Una vez más, si bien los riesgos son concretos y graves en algunos casos,  la posibilidad de que se presenten es realmente baja, sin duda mucho más baja que el riesgo que Ud. estaría corriendo si decide no  hacerse el estudio.

 

¿Por qué se me solicita este estudio?

Estos estudios se solicitan cuando se sospecha algún tipo de enfermedad vascular sean estrecheces o dilataciones de arterias o venas. También pueden solicitarse cuando, si bien está confirmada la afección, se necesita precisar con exactitud las características de la misma a fin de definir el tratamiento. Por último, puede solicitarse el procedimiento directamente con el objetivo de efectuar una intervención correctiva de su enfermedad.

En general, cuando se llega a esta instancia, los profesionales intervinientes han agotado todas las instancias de estudios no invasivos los que seguramente, no logran descartar o precisar su afección, o bien, como se dijo, la misma está confirmada y desean tratarla.

Para el caso de sospecha de enfermedad coronaria, por citar un ejemplo, un paciente con síntomas como dolor o opresión o ardor en el pecho, falta de aire, palpitaciones y mareos, seguramente ha sido evaluado mediante alguno de los siguientes estudios: electrocardiograma, ergometría, ecocardiograma, o test de Stress Nuclear (Cámara Gamma).

Como ya dijimos, recuerde asistir a la entrevista previa llevando los resultados de los mismos. Esa información es importante para el médico que va a realizar el cateterismo.

 

¿Qué tratamiento podría seguir a una angiografía?

Según la extensión y severidad de las lesiones encontradas, el médico puede sugerir:

1) Tratamiento clínico con dieta y medicamentos.

2) Angioplastia con Stent: es un método en que también se utiliza el cateterismo esta vez no para diagnosticar sino para tratamiento. Con pequeños balones se “dilatan“ las obstrucciones y se mantiene la luz abierta con la ayuda de Stents.

3) Otras intervenciones endovasculares: implante de prótesis, oclusión (embolización) de arterias o sus ramas, esclerosis de venas, etc.

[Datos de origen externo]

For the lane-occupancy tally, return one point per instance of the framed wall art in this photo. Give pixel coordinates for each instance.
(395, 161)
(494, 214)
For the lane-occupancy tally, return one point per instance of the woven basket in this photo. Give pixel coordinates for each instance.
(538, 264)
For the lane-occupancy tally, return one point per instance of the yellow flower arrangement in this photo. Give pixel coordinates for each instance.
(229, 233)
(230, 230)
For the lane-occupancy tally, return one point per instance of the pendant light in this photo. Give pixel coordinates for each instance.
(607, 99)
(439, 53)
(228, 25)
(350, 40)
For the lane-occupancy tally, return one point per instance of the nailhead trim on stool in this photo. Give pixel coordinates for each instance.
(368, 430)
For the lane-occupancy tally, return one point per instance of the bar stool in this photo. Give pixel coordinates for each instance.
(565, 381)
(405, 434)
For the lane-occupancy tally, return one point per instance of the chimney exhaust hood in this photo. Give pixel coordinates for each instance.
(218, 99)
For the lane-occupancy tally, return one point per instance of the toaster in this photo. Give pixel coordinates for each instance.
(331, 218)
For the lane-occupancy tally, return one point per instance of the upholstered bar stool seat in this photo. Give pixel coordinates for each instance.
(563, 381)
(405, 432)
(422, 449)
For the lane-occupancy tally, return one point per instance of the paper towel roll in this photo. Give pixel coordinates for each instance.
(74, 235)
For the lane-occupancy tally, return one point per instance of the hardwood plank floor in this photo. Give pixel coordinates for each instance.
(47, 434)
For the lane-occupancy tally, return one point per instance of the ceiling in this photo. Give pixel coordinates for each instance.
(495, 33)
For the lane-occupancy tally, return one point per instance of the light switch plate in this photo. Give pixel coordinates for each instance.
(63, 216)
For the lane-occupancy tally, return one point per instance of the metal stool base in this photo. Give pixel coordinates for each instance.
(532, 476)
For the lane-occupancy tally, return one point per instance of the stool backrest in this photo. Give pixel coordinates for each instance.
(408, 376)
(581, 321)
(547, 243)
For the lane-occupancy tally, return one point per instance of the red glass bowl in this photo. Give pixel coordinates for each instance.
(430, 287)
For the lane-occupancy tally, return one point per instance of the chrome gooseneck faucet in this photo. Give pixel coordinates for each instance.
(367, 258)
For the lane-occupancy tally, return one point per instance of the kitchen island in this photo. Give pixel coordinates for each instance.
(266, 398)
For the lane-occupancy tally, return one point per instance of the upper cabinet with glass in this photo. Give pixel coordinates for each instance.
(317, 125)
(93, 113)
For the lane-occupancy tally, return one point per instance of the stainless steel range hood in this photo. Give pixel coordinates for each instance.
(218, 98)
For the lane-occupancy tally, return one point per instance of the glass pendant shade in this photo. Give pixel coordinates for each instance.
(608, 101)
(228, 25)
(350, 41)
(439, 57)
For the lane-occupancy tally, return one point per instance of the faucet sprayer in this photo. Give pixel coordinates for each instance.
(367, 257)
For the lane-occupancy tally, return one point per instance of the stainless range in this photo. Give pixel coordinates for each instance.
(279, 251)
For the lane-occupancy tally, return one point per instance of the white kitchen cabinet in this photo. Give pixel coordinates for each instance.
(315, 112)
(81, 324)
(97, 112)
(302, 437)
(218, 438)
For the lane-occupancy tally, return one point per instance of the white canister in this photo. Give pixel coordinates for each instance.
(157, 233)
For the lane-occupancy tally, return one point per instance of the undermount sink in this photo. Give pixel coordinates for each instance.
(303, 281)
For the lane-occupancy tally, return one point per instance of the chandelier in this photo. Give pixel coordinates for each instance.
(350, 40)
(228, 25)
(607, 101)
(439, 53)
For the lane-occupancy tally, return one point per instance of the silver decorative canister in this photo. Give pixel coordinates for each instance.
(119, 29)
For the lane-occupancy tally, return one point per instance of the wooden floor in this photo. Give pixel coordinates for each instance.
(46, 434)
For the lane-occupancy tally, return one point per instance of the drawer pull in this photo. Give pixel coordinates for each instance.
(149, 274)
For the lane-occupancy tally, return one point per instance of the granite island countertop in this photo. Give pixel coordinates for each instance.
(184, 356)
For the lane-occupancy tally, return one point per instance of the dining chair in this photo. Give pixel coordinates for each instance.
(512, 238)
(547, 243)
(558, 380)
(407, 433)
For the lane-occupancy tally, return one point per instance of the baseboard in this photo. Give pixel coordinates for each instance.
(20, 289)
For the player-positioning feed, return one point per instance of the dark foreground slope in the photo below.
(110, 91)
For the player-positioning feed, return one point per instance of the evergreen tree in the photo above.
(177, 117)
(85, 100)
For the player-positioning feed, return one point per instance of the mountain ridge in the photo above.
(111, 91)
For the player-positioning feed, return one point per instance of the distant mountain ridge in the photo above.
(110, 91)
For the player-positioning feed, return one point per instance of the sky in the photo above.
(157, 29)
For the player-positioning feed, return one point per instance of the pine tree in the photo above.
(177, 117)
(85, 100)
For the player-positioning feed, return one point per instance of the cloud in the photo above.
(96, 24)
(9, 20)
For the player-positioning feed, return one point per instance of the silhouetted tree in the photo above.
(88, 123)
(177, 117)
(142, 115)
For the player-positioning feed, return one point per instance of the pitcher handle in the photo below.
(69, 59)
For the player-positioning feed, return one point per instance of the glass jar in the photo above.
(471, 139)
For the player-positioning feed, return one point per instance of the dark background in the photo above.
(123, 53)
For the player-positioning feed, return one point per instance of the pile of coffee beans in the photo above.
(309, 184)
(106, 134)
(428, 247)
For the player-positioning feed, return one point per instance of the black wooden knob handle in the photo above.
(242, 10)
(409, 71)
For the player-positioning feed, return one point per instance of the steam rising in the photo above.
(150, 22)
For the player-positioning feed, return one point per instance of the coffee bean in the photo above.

4) Cirugía de By pass: esta cirugía consiste en crear con un conducto arterial o venoso del paciente un “puente” sorteando la obstrucción y asegurando la circulación distal a la misma. El numero de By pass depende del número de arterias con lesiones.

Tanto la Angioplastia como la cirugía de By pass tienen como finalidad evitar que las arterias se cierren y se produzca un daño en los tejidos irrigados por las mismas (por ejemplo un infarto de miocardio) con sus respectivas potenciales graves complicaciones.